My own view on this, and it may seem farcical to some comrades, with Corbyn’s agreement they should have worked out a strategy to flip the leadership just before the 2019 general election, either to John McDonnell or a clean skin. There were enough solid left-wing comrades in Parliament back then who could have filled the role, some having been part of the 2015 intake. To plough on regardless through acres of hostile newsprint being poured over Jeremy and his reputation was a mistake.

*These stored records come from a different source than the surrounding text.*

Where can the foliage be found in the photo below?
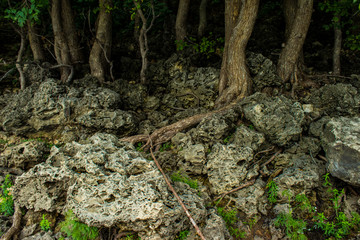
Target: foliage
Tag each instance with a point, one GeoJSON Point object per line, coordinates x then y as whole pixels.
{"type": "Point", "coordinates": [343, 13]}
{"type": "Point", "coordinates": [77, 230]}
{"type": "Point", "coordinates": [178, 177]}
{"type": "Point", "coordinates": [230, 218]}
{"type": "Point", "coordinates": [45, 224]}
{"type": "Point", "coordinates": [272, 192]}
{"type": "Point", "coordinates": [182, 235]}
{"type": "Point", "coordinates": [207, 46]}
{"type": "Point", "coordinates": [25, 11]}
{"type": "Point", "coordinates": [166, 146]}
{"type": "Point", "coordinates": [6, 199]}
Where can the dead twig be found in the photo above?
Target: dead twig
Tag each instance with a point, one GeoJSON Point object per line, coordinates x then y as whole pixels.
{"type": "Point", "coordinates": [15, 226]}
{"type": "Point", "coordinates": [198, 231]}
{"type": "Point", "coordinates": [249, 183]}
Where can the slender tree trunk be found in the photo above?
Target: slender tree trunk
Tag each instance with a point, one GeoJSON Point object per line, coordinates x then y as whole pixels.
{"type": "Point", "coordinates": [61, 48]}
{"type": "Point", "coordinates": [180, 25]}
{"type": "Point", "coordinates": [101, 51]}
{"type": "Point", "coordinates": [235, 75]}
{"type": "Point", "coordinates": [202, 18]}
{"type": "Point", "coordinates": [337, 46]}
{"type": "Point", "coordinates": [35, 44]}
{"type": "Point", "coordinates": [70, 32]}
{"type": "Point", "coordinates": [289, 55]}
{"type": "Point", "coordinates": [19, 59]}
{"type": "Point", "coordinates": [232, 11]}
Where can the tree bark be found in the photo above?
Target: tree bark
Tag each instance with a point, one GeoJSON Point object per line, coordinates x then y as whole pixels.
{"type": "Point", "coordinates": [180, 25]}
{"type": "Point", "coordinates": [35, 44]}
{"type": "Point", "coordinates": [61, 48]}
{"type": "Point", "coordinates": [337, 46]}
{"type": "Point", "coordinates": [298, 27]}
{"type": "Point", "coordinates": [235, 81]}
{"type": "Point", "coordinates": [70, 32]}
{"type": "Point", "coordinates": [100, 53]}
{"type": "Point", "coordinates": [202, 18]}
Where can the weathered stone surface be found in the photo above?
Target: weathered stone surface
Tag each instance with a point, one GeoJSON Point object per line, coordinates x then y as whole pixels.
{"type": "Point", "coordinates": [341, 142]}
{"type": "Point", "coordinates": [303, 175]}
{"type": "Point", "coordinates": [214, 128]}
{"type": "Point", "coordinates": [252, 199]}
{"type": "Point", "coordinates": [108, 183]}
{"type": "Point", "coordinates": [226, 166]}
{"type": "Point", "coordinates": [115, 120]}
{"type": "Point", "coordinates": [194, 159]}
{"type": "Point", "coordinates": [336, 100]}
{"type": "Point", "coordinates": [245, 137]}
{"type": "Point", "coordinates": [24, 155]}
{"type": "Point", "coordinates": [278, 118]}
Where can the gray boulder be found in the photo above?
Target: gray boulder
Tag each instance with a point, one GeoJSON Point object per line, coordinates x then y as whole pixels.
{"type": "Point", "coordinates": [336, 100]}
{"type": "Point", "coordinates": [278, 118]}
{"type": "Point", "coordinates": [341, 142]}
{"type": "Point", "coordinates": [227, 166]}
{"type": "Point", "coordinates": [108, 183]}
{"type": "Point", "coordinates": [24, 155]}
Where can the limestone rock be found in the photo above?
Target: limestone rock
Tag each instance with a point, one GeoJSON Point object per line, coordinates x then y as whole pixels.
{"type": "Point", "coordinates": [334, 100]}
{"type": "Point", "coordinates": [341, 142]}
{"type": "Point", "coordinates": [108, 183]}
{"type": "Point", "coordinates": [24, 156]}
{"type": "Point", "coordinates": [226, 166]}
{"type": "Point", "coordinates": [278, 118]}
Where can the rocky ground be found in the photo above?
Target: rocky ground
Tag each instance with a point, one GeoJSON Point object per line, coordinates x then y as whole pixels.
{"type": "Point", "coordinates": [62, 145]}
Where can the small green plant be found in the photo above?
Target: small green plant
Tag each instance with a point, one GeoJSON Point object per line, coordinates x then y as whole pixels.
{"type": "Point", "coordinates": [77, 230]}
{"type": "Point", "coordinates": [6, 199]}
{"type": "Point", "coordinates": [179, 177]}
{"type": "Point", "coordinates": [272, 192]}
{"type": "Point", "coordinates": [182, 235]}
{"type": "Point", "coordinates": [230, 218]}
{"type": "Point", "coordinates": [45, 224]}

In the past almost all Labour party leaders have been given a hard time by the mainstream media. Blair was the one exception and Starmer may be the second. Thus, for the left to continue to play out parliamentary politics under the ruling classes own guidelines simply will not cut it. We need to be far more radical and innovative than this. As James Connolly once wrote, ‘What do we want, we want the earth’. I would add not meagre pickings from the master’s table.


* McDonnell attempted to stand for the position of Labour Party leader following Tony Blair’s resignation in 2007, but failed to get enough nominations. He was a candidate for the party leadership again in 2010 following Gordon Brown’s resignation after Labour’s electoral defeat, but withdrew in favour of Diane Abbot, feeling that he would be unable to secure enough nominations.